1. For the enlargement of His Church, God often selects special instruments. In setting into motion a whole system of agencies this is almost uniformly the case. We recognise the fact all along the history of the Church. We see men raised up with peculiar gifts and clothed with peculiar powers to effect certain great works. The text gives us a remarkable illustration of this method of Divine procedure. In the bosom of the Church itself there are two still more remarkable examples of this law; the two men who bore the largest part in the inauguration and establishment of the chief dispensations. Moses and Paul were not indifferent characters; nor were their training and position like that of the multitude. They stand out boldly in history as men of peculiar natural gifts and attainments. Their early discipline exalted their intrinsic power; while their relation to the people among whom their work was to be performed, and to the science of the age in which they lived, imparted special qualifications for their great mission, it is not that the human is thus exalted above the Divine, but simply that the Divine uses that kind and measure of humanity which are best fitted to accomplish its purposes.

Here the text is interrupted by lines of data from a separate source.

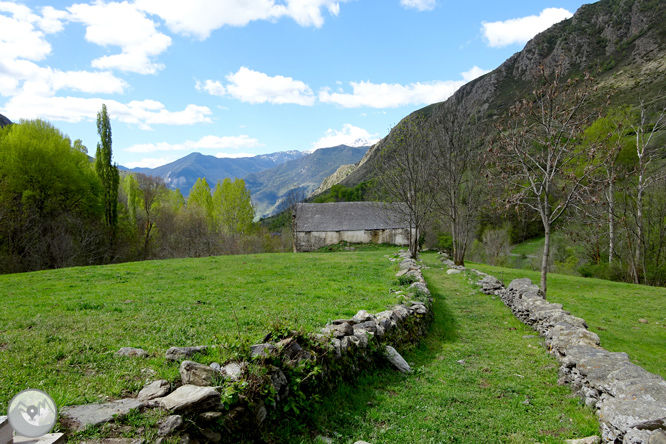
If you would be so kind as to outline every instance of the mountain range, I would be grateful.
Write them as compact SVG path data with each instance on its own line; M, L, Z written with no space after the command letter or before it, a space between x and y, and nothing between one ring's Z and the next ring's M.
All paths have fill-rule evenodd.
M490 135L493 123L505 119L516 101L529 96L540 66L552 73L560 64L565 78L586 72L594 77L596 92L590 106L607 100L610 106L637 106L641 101L659 104L666 92L666 2L601 0L583 5L570 19L535 36L494 71L462 86L447 101L405 119L421 115L428 124L438 113L476 115L481 132ZM326 183L352 187L371 178L372 160L394 137L391 131L351 173Z
M12 121L0 114L0 128L11 125Z
M257 216L273 214L292 191L308 197L341 165L361 160L368 148L347 145L320 148L274 168L248 174L244 177L245 184L252 195Z
M200 177L205 177L211 188L218 180L227 177L244 179L252 195L256 215L264 217L270 216L290 191L302 192L307 197L324 178L343 164L358 162L367 150L367 146L340 145L314 151L281 151L242 158L217 158L191 153L157 168L120 168L161 177L169 188L178 188L183 196L189 195Z
M200 177L205 177L212 188L218 180L227 177L243 178L248 174L273 168L304 155L306 154L301 151L282 151L254 157L218 158L191 153L157 168L134 168L129 171L161 177L169 188L174 190L178 188L183 196L188 196L190 189Z

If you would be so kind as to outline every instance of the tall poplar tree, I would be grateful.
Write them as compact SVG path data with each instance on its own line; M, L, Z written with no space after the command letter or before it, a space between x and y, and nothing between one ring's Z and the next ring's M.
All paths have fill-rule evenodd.
M113 151L111 150L111 123L106 105L97 113L97 134L100 142L97 143L95 154L95 171L102 181L102 204L104 206L104 221L115 234L118 225L118 184L120 174L118 167L111 163Z

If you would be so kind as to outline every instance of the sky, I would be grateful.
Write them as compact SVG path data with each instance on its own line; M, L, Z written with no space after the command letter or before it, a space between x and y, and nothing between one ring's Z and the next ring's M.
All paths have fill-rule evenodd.
M0 0L0 114L120 165L373 143L580 0Z

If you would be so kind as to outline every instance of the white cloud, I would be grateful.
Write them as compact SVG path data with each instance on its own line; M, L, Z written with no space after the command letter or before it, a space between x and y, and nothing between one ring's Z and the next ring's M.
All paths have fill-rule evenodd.
M501 48L514 43L527 43L538 33L572 16L571 12L563 8L546 8L539 15L530 15L503 22L482 22L481 31L489 46Z
M157 168L166 165L167 163L171 163L174 160L177 160L175 156L144 158L136 162L127 162L124 166L127 168Z
M47 119L65 122L94 121L97 112L106 104L109 116L120 122L152 129L150 125L192 125L210 123L212 111L205 106L187 105L182 111L169 111L160 102L131 101L127 104L115 100L79 97L49 97L22 92L9 99L0 113L18 119Z
M211 96L224 96L227 93L227 89L219 81L206 80L201 83L197 80L195 85L197 91L206 91Z
M246 103L273 103L277 105L293 103L312 106L315 95L310 87L291 77L271 77L262 72L241 67L238 72L226 76L226 86L219 81L197 81L196 88L216 96L231 96Z
M465 71L462 73L462 78L465 82L471 82L472 80L481 77L484 74L488 74L490 70L488 69L482 69L479 68L478 66L473 67L469 71Z
M62 29L60 15L44 8L47 18L33 14L25 5L0 2L0 60L43 60L51 53L45 34Z
M462 73L463 80L438 80L426 83L350 82L353 93L331 92L325 88L319 91L319 101L333 103L343 108L397 108L406 105L428 105L448 99L458 88L487 71L475 66Z
M215 157L220 159L240 159L241 157L254 157L256 154L250 153L217 153Z
M157 31L155 23L128 2L75 4L67 8L69 20L86 26L86 40L100 46L119 46L120 54L92 61L98 69L118 69L154 74L164 65L154 58L167 50L171 37Z
M432 11L437 5L436 0L400 0L405 8L418 9L419 11Z
M320 27L322 9L338 15L340 3L348 0L136 0L137 8L161 17L173 32L205 40L223 26L245 26L255 20L291 17L301 26Z
M53 96L61 89L114 94L122 93L127 87L124 80L110 72L60 71L20 59L0 59L0 78L5 79L2 81L5 88L0 87L0 94L5 96L22 93Z
M341 131L329 128L321 139L312 144L312 147L317 150L319 148L329 148L338 145L373 145L379 141L377 137L378 134L370 134L363 128L345 123Z
M223 150L223 149L247 149L262 146L257 139L252 139L245 134L240 136L205 136L196 142L188 140L179 144L166 142L147 143L133 145L125 148L130 153L153 153L156 151L197 151L197 150ZM232 156L232 155L230 155ZM218 156L219 157L219 156ZM242 157L242 156L241 156Z

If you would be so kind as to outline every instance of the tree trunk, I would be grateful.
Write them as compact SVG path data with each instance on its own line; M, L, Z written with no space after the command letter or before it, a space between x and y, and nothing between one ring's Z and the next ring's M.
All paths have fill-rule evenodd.
M613 187L613 177L611 176L608 186L608 264L613 262L613 252L615 251L615 190Z
M543 255L541 256L541 293L543 293L543 298L546 299L546 280L548 279L548 256L550 255L550 224L546 225L545 228L545 238L543 243Z

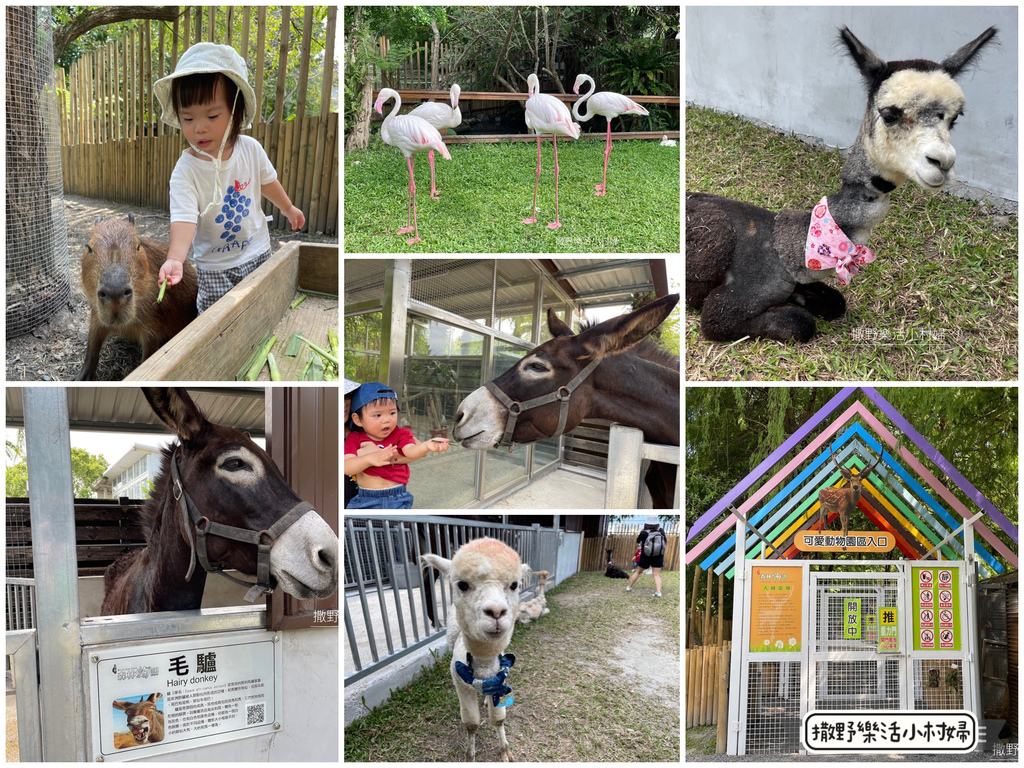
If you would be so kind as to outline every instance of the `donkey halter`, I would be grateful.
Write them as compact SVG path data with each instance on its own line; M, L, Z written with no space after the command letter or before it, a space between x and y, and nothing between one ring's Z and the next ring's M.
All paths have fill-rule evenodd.
M249 591L245 593L246 602L255 602L262 594L271 594L274 588L270 585L270 548L274 546L274 542L277 538L284 533L284 531L291 527L294 523L298 522L299 518L305 515L307 512L313 509L313 505L308 501L300 501L288 512L281 516L281 518L274 523L270 528L264 531L253 531L249 528L236 528L233 525L224 525L203 515L192 502L192 498L188 495L185 487L181 484L181 476L178 474L178 449L174 449L174 454L171 456L171 479L173 481L171 492L174 495L175 500L178 502L178 507L181 509L181 519L185 525L185 534L188 538L189 548L192 550L192 556L189 561L188 573L185 574L185 580L191 581L192 572L196 567L196 556L199 557L199 564L203 566L203 570L207 573L219 573L225 579L231 579L236 584L249 587ZM189 520L191 523L189 524ZM192 528L195 527L195 538L192 535ZM230 539L232 541L241 541L244 544L255 544L258 555L256 563L256 581L245 581L232 576L229 573L224 572L224 566L211 565L209 558L206 555L206 537L220 536L224 539Z
M488 381L484 384L487 387L487 391L498 398L501 404L508 409L508 416L505 419L505 434L501 436L501 440L494 444L494 447L507 445L509 451L515 447L515 441L512 439L512 433L516 429L516 420L519 418L519 414L523 411L528 411L531 408L537 408L541 405L547 405L548 403L561 403L561 408L558 409L558 428L554 434L548 435L551 437L559 437L562 432L565 431L565 422L569 418L569 398L572 397L573 391L583 383L583 381L594 372L594 369L600 364L601 358L591 360L587 367L572 377L572 380L559 387L554 392L548 392L546 395L535 397L532 400L527 400L525 403L520 403L518 400L513 400L511 397L506 395L498 385L493 381Z

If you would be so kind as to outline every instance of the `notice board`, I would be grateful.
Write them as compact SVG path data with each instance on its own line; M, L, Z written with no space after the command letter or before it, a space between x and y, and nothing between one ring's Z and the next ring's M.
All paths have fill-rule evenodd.
M282 728L280 635L186 635L85 649L94 761L134 760Z
M957 568L911 568L914 583L914 650L960 650L960 585Z
M750 571L750 652L799 653L803 568L755 565Z

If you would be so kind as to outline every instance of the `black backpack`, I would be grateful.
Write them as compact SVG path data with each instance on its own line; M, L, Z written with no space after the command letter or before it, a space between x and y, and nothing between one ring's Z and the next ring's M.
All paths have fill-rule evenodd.
M649 531L644 541L644 557L661 557L665 554L665 534L661 530Z

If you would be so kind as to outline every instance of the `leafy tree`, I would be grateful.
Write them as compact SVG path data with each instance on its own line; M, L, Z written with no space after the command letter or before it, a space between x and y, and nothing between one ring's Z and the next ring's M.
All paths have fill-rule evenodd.
M23 445L22 435L19 430L19 443ZM7 496L28 496L28 463L22 451L21 455L15 454L12 457L11 448L17 444L7 442L8 463L6 472ZM12 461L12 458L17 459ZM107 469L107 460L102 456L89 453L84 448L71 449L71 482L74 497L76 499L91 498L93 484L103 476Z

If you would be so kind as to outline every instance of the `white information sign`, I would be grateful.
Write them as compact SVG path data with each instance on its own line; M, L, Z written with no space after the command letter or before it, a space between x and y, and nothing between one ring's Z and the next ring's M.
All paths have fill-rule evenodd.
M258 630L86 648L94 760L280 730L279 640Z

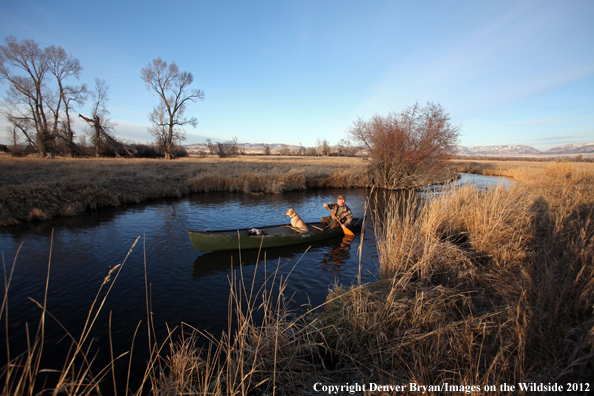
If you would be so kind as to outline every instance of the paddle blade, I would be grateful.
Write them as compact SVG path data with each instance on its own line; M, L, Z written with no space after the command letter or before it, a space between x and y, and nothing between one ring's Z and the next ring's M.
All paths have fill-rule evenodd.
M336 222L337 222L338 224L340 224L340 226L342 227L342 223L340 222L340 220L338 220L338 219L336 218L336 216L334 215L334 213L332 213L332 210L331 210L331 209L328 209L328 210L330 211L330 214L332 215L332 218L333 218L334 220L336 220ZM353 234L353 231L349 230L349 229L348 229L348 228L346 228L346 227L342 227L342 230L344 231L344 235L348 235L348 236L355 236L355 234Z

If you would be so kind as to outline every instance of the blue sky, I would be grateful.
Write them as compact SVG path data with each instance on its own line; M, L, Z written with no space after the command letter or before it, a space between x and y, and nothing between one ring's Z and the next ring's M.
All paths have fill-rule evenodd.
M71 52L81 82L109 85L120 138L152 140L142 67L192 72L205 100L187 144L337 144L357 118L417 101L440 103L464 146L594 142L592 21L591 0L0 0L2 44Z

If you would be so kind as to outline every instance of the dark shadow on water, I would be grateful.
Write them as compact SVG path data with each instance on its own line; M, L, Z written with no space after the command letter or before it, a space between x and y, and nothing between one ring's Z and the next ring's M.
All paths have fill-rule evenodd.
M241 252L225 250L201 254L194 260L191 280L199 280L217 273L229 273L232 268L255 266L264 261L287 263L297 261L303 254L321 254L320 270L335 276L343 272L342 264L351 258L352 237L335 237L309 244L266 249L246 249Z

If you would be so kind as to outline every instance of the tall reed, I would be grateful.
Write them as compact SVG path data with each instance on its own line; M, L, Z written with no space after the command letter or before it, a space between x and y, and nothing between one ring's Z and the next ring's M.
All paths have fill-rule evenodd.
M311 389L312 379L324 378L319 344L306 316L291 312L285 295L287 278L280 261L261 286L245 279L241 266L229 278L228 328L221 336L190 329L172 342L167 370L157 378L162 395L292 395ZM197 348L198 339L208 340ZM327 378L326 378L327 380Z
M341 364L357 356L377 381L498 391L590 381L593 175L565 164L518 174L510 188L462 188L376 219L383 287L336 290L326 319L337 330L325 339L348 351Z
M132 244L130 250L122 263L114 266L106 275L102 284L97 291L95 299L93 300L87 316L82 323L82 330L80 336L76 337L68 329L66 329L47 309L49 279L51 272L51 249L50 259L48 262L48 271L46 277L46 287L43 301L36 301L31 299L40 309L40 321L37 330L31 332L28 324L25 324L24 331L27 335L27 349L14 355L10 348L9 338L9 312L8 312L8 298L10 293L10 283L12 275L16 266L18 252L15 255L11 268L7 269L4 255L2 263L4 268L4 295L2 299L2 306L0 309L0 321L4 322L6 333L7 356L6 364L0 369L0 381L2 382L2 395L101 395L107 391L108 394L118 394L118 389L124 390L124 394L144 394L145 386L150 383L150 373L158 367L158 362L161 354L162 345L154 342L150 345L151 353L148 357L148 363L143 378L136 381L138 389L132 391L129 388L129 380L131 373L130 363L132 362L132 354L134 350L134 341L129 352L125 352L119 356L114 355L112 340L111 340L111 314L109 315L109 341L110 341L110 363L104 367L96 367L94 364L96 355L93 352L93 337L91 336L93 327L102 311L105 302L117 280L126 260L132 253L136 246L138 239ZM20 250L20 248L19 248ZM148 304L148 300L147 300ZM45 360L44 346L46 343L45 332L49 322L55 322L62 328L65 338L70 341L68 351L64 357L61 367L46 367L49 361ZM149 333L154 334L154 327L149 316L148 318ZM138 327L134 334L138 332ZM151 338L149 337L149 340ZM150 343L150 341L149 341ZM125 386L116 382L116 362L129 359L127 382ZM121 392L120 392L121 393Z

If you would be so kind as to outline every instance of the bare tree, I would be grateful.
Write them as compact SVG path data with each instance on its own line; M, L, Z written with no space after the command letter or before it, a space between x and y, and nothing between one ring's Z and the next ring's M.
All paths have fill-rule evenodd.
M23 118L34 123L35 144L45 156L52 141L44 98L46 55L33 40L19 42L9 36L4 41L6 45L0 46L0 76L9 84L6 103L13 109L18 108Z
M57 103L52 106L53 112L53 130L52 134L56 137L64 139L68 145L70 155L78 150L74 144L74 131L72 130L72 123L70 120L70 110L75 105L82 105L87 99L87 86L82 84L79 86L65 85L65 80L69 77L79 78L82 72L80 61L67 53L64 48L52 45L45 49L46 59L48 63L49 72L55 77L58 84ZM64 108L63 120L60 120L60 110ZM53 110L55 109L55 110ZM62 128L59 128L60 124ZM61 131L62 133L58 133Z
M95 88L91 91L93 103L91 107L91 119L81 118L87 121L93 130L93 147L95 148L95 157L99 157L102 137L112 136L115 133L115 126L109 118L107 103L109 101L109 85L105 80L95 79ZM107 140L108 138L105 137Z
M219 158L235 157L239 154L239 147L237 146L237 138L234 137L228 142L216 142L214 144L214 152Z
M305 149L305 155L308 157L317 157L318 156L318 150L315 147L308 147Z
M215 145L210 139L206 139L206 146L208 146L208 151L210 154L215 154Z
M387 189L427 185L456 149L460 127L439 104L359 119L349 134L367 149L373 183Z
M280 148L278 149L278 153L280 155L291 155L291 148L283 143L280 145Z
M105 80L96 78L95 88L90 92L90 95L93 98L91 116L85 117L82 114L78 116L91 127L95 157L101 156L102 142L111 147L116 157L133 157L136 154L136 149L119 142L115 138L115 125L109 118L109 110L107 109L109 85L106 84Z
M72 129L72 120L70 119L70 110L75 105L82 106L87 100L88 90L85 84L81 86L66 86L64 87L64 115L65 120L63 121L62 134L60 135L68 144L70 156L74 154L74 151L79 151L78 147L74 143L74 130Z
M303 147L303 144L301 144L301 142L299 142L298 154L303 156L303 155L305 155L305 153L306 153L305 147Z
M338 142L338 155L344 157L354 157L357 155L358 148L354 147L351 144L351 141L348 139L341 139Z
M272 148L268 143L262 143L262 147L264 147L264 155L270 155L272 153Z
M180 72L175 62L168 65L161 58L155 58L140 73L147 89L159 97L159 104L149 114L153 124L149 132L162 145L165 158L171 159L175 144L185 139L184 126L195 128L197 124L195 117L184 117L186 105L204 99L204 92L190 89L194 76Z
M173 147L168 147L174 142L179 140L177 134L171 135L171 141L169 140L170 131L167 126L167 108L163 102L159 102L157 106L153 108L153 111L149 113L148 118L151 122L151 126L148 131L155 137L157 148L160 152L165 154L165 159L170 159L173 151Z
M318 146L318 151L317 151L318 155L323 155L323 156L330 155L330 143L328 143L328 141L326 139L320 140L320 138L318 138L317 146Z
M16 148L22 143L21 135L27 141L27 145L37 148L35 143L34 125L28 115L19 112L18 108L11 108L5 106L0 110L0 113L6 118L10 124L8 128L9 138L12 140L13 146Z
M61 47L42 49L33 40L18 41L12 36L5 43L0 46L0 79L9 85L4 105L13 121L26 119L34 126L35 136L28 138L35 141L41 156L53 156L56 138L63 131L72 132L69 125L60 127L70 122L69 106L84 100L84 86L65 85L67 79L79 77L82 66ZM13 121L9 120L16 127ZM68 133L62 136L65 140Z

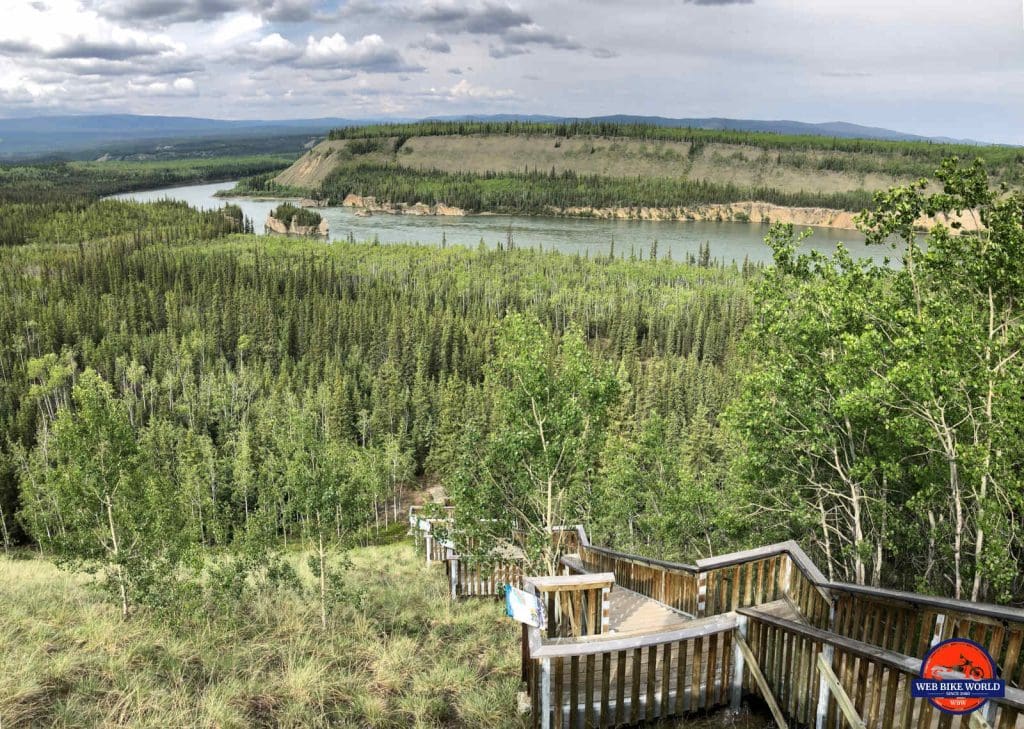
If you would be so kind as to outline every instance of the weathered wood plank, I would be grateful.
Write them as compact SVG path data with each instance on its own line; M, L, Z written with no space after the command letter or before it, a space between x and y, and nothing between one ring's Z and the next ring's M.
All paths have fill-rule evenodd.
M612 654L601 654L601 722L602 727L612 726L612 715L610 711L611 679L612 679ZM622 693L616 694L618 702L622 701Z
M618 652L615 663L615 723L621 724L626 720L626 651Z
M625 648L646 647L660 643L688 640L698 636L711 635L732 630L736 627L734 614L715 615L710 618L691 620L674 630L658 633L615 637L608 635L591 635L582 638L553 638L534 648L530 655L533 658L549 656L582 656L588 653L608 653Z
M836 674L832 672L832 667L828 665L828 662L821 656L818 657L818 670L825 677L828 682L829 690L836 703L839 705L839 710L843 712L843 716L846 717L846 721L849 722L853 729L867 729L867 726L861 720L860 715L857 714L857 710L853 707L853 702L850 701L850 697L847 695L846 690L843 689L843 685L839 682Z
M640 661L643 648L633 649L633 686L630 692L629 720L637 722L640 720Z
M554 673L555 673L555 686L554 686L554 693L555 693L555 701L554 701L554 707L555 707L555 727L556 727L556 729L563 729L563 727L565 726L565 723L564 723L564 720L562 719L562 705L565 703L565 700L564 700L563 695L562 695L562 689L563 689L563 685L564 685L563 674L565 672L565 659L564 658L552 658L551 662L554 665Z
M778 725L779 729L789 729L786 717L782 713L782 709L779 708L778 702L775 701L775 697L772 695L771 689L768 687L768 682L765 680L764 674L761 673L761 668L757 665L757 659L750 650L750 646L747 645L747 641L745 641L741 635L736 635L735 640L739 645L740 650L743 652L743 660L746 663L747 670L750 671L750 675L753 676L754 681L761 689L761 697L765 700L765 703L768 704L768 709L772 712L776 725Z

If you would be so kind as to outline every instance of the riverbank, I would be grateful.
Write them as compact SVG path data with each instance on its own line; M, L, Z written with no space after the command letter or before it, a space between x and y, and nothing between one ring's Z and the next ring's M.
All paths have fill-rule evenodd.
M295 196L232 195L230 198L216 196L217 192L230 184L196 185L179 188L162 188L144 193L131 193L119 197L139 201L162 199L181 200L200 209L214 210L231 202L242 208L250 220L257 222L257 232L263 233L260 222L282 202L293 205L300 202L322 203L308 192ZM331 202L341 202L341 199ZM354 203L350 200L350 204ZM312 205L311 205L312 206ZM553 213L543 215L499 215L494 213L461 215L431 214L373 214L359 207L315 207L330 225L329 239L357 241L378 241L380 243L413 243L426 245L448 245L478 247L481 242L488 248L504 245L511 229L515 245L523 248L558 250L569 254L607 256L612 250L617 255L648 257L654 250L655 242L659 258L687 260L700 255L708 244L711 257L722 261L770 264L771 249L764 244L768 227L763 223L741 222L735 217L727 218L724 213L718 222L717 216L702 216L708 220L660 220L657 222L594 215L568 216ZM420 210L420 209L417 209ZM434 212L437 212L435 210ZM453 212L441 209L441 212ZM804 241L804 250L817 250L829 255L842 243L855 257L874 258L881 263L892 251L881 246L865 246L864 237L858 231L839 228L813 228L814 235Z
M323 202L310 202L310 206L323 207ZM416 203L380 202L373 196L349 194L341 202L341 207L353 208L366 214L385 215L436 215L447 217L465 217L468 215L495 215L492 212L472 213L454 205L437 203L428 205ZM357 213L358 214L358 213ZM798 227L831 228L834 230L857 230L857 213L849 210L833 210L817 207L787 207L766 202L708 203L686 207L570 207L548 208L548 215L556 218L590 218L595 220L623 220L642 222L706 222L706 223L755 223L769 225L771 223L791 223ZM539 217L539 216L531 216ZM921 218L917 227L927 230L936 223L950 225L959 223L960 230L977 230L980 224L977 216L967 211L959 217L941 215L938 218Z

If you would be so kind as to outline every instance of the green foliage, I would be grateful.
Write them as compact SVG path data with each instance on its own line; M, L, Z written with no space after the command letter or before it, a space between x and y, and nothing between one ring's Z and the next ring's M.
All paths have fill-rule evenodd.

2. It is just as certain that the great Sovereign chooses particular nations to effect certain parts of His work in the final triumph of the Gospel, as that He chooses certain individuals for some special operation “This people have I formed for myself; they shall show forth My praise.” His sovereignty reaches back of the immediate work. It chooses according to the character of the nation; it reaches to the antecedent training and the natural characteristics which combine to prepare the nation most fully for the work; nay, this sovereignty in its far-reaching wisdom has been busy all along the history of the people in so ordering the moulding influences under which characters and position are attained, that when the time comes for them to enter into His special work, they will be found all ripe for His purpose. This nation, to whom the passage before us refers, is a marked illustration of this thought. The Jew was designed to be the conservator of the Word of God. He was chosen for this purpose. The object was not propagation, but conservation. The race by nature and education had just those qualities which fitted it for this work. Its wonderful tenacity of impression, its power to hold what once had fairly been forced into it by Divine energy, like the rock hardened around the crystal, belongs to its nature, reveals itself after Providence had shattered the nation, in that granite character which, under the fire of eighteen centuries, remains unchanged. At every step of the progress of Christianity since, illustrations multiply of the truth that God forms nations to His work, and chooses them because of their fitness to accomplish certain parts of that work. The Greek with his high mental culture and his glorious language--fit instrument through which the Divine Word breathed His life-giving truth; the Roman sceptred in power over the whole realm of civilisation, and undesignedly constructing the great highway for the Church of Jesus; the German, with his innate freedom of spirit, nourishing the thoughtful souls whose lofty utterances awoke, whose wondrous power disenthralled a sleeping and captive Church. (S. W. Fisher, D. D.)